Осень третьего года войны была порой упадочных настроений. Как всегда, немалую роль в том играли события на фронте. Успехи первой половины лета забывались быстро; фронт опять застыл на месте, а в то же время шли бои, более кровавые, чем в 1915 г. Кампания 1916 г. обошлась русской армии в 2 миллиона человек – притом пленные в этой цифре составляли уже не 40 процентов, как при великом отступлении, а всего 10 процентов. С Западного фронта доходили вести о таких же тяжелых потерях, о таком же «топтании на месте».

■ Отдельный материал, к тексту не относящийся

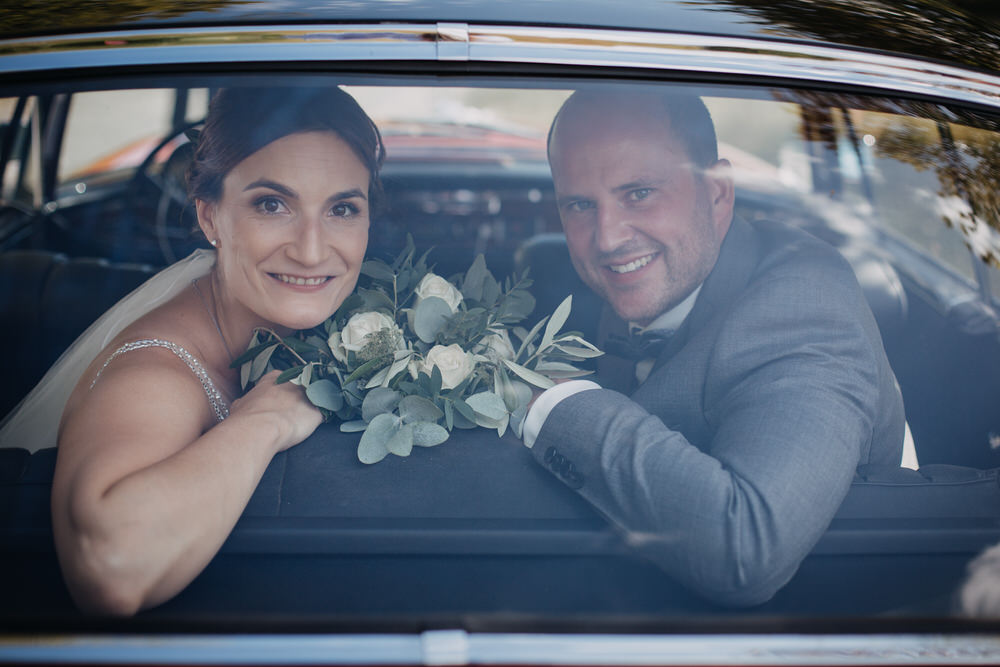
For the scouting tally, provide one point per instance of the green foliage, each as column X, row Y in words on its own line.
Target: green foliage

Казалось, что войне не будет конца; что Германия окончательно справилась с продовольственными затруднениями, на которые так надеялись весной 1915 г. В рабочей, в студенческой, в полуинтеллигентской среде все более распространялось циммервальдское воззрение: это – империалистическая война, ее надо прекратить. Появилась новая формула «оборончества», позволявшая сочетать недавние патриотические настроения с Циммервальдом: да, мы готовы защищать родину, но мы не хотим завоеваний, мы – за мир «без аннексий и контрибуций», поэтому мы – против власти, которая затягивает войну ради империалистических целей. В различных оттенках это настроение захватывало и левые думские фракции: трудовиков (Керенского), социал-демократов (Чхеидзе) и рабочую группу Военно-промышленного комитета. Газета «День», журналы «Русское богатство», «Летопись», «Северные записки» и т. д. отражали те же настроения.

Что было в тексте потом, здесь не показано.